La dipendenza da oppiacei è una condizione cronica, in cui il mantenimento dell'auto-somministrazione è legato
all'insorgere di una risposta da stress, secondaria all’astinenza, che presenta potenti proprietà avversive, oltre che alle
caratteristiche gratificanti del comportamento d’abuso. Il tono dopaminergico mesolimbico potrebbe essere coinvolto
negli effetti avversivi della sospensione d’oppiacei nei soggetti dipendenti. Il fenomeno della dipendenza agli oppiacei
coinvolgerebbe, in altre parole, un meccanismo di rinforzo positivo gratificante dopaminergico in fase appetitiva ed
endorfinergico in fase consumatoria, nonché un rinforzo avversivo astinenziale, almeno parzialmente modulato dal tono
dopaminergico mesolimbico. Interventi terapeutici, che sfruttano le conoscenze sin qui raggiunte, sulle peculiari
caratteristiche dei meccanismi neuro-biologici di gratificazione e d’astinenza, sono stati proposti, di recente, pur
restando, allo stato attuale, largamente sperimentali. Trattamenti farmacologici, che agiscono direttamente sul tono
dopaminergico mesolimbico, ma anche sugli altri neuro-trasmettitori e neuro-modulatori, coinvolti nei meccanismi del
craving e della motivazione, potrebbero modificare, in senso terapeutico, non solo i fenomeni d’adattamento recettoriale,
indotti dall'uso di droghe, ma che il substrato neuro-biologico, che induce e/o facilita l'insorgere di una dipendenza
patologica da sostanze, la “disedonia”. Una “disregolazione omeostatica” del sistema centrale di controllo del tono
edonico può verosimilmente svolgere un ruolo importante, non solo nell’insorgere di una dipendenza da sostanze, ma in
molti altri quadri psico-patologici.

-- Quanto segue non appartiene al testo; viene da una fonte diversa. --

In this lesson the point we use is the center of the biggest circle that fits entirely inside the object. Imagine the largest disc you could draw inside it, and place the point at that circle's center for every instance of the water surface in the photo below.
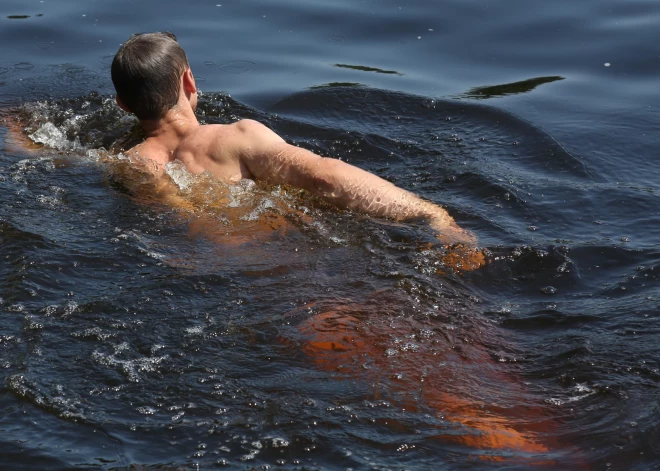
(137, 336)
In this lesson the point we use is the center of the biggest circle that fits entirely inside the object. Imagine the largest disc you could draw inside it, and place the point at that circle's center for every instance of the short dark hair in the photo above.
(146, 73)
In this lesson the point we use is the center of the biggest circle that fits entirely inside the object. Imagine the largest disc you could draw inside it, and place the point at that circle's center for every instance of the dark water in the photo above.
(136, 336)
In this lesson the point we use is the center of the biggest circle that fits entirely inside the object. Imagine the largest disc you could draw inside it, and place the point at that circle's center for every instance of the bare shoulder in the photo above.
(255, 131)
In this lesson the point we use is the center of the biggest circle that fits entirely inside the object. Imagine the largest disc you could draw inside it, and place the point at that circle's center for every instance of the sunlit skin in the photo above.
(249, 150)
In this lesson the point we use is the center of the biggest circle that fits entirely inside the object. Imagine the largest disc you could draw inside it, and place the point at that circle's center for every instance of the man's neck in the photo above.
(171, 129)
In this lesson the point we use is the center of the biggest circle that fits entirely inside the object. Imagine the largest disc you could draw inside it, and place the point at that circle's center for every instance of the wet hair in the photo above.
(146, 73)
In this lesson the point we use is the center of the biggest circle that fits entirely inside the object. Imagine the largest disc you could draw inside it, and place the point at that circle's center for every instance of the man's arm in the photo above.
(269, 158)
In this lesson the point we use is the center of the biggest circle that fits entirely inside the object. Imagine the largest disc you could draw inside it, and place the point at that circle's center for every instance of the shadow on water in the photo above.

Il desiderio, i comportamenti appetitivi ed i comportamenti consumatori, che portano al
“piacere”, possono presentare alterazioni diverse, in senso qualitativo e quantitativo, nel singolo paziente. Tali alterazioni
“di fondo”, non sempre adeguatamente investigate e riconosciute nella loro rilevanza patogenetica, potrebbero svolgere
in ruolo importante nell’indurre e/o nel facilitare l’insorgere di numerosi e diversi quadri psico-patologici. Nel paradigma
interpretativo della “disedonia”, infatti, molti sintomi nucleari, presenti in diversi quadri sindromici, nosograficamente
distanti sul piano diagnostico, potrebbero, in realtà, sottendere alterazioni funzionali analoghe dei meccanismi neurobiologici implicati, nel meccanismo della gratificazione / ricompensa.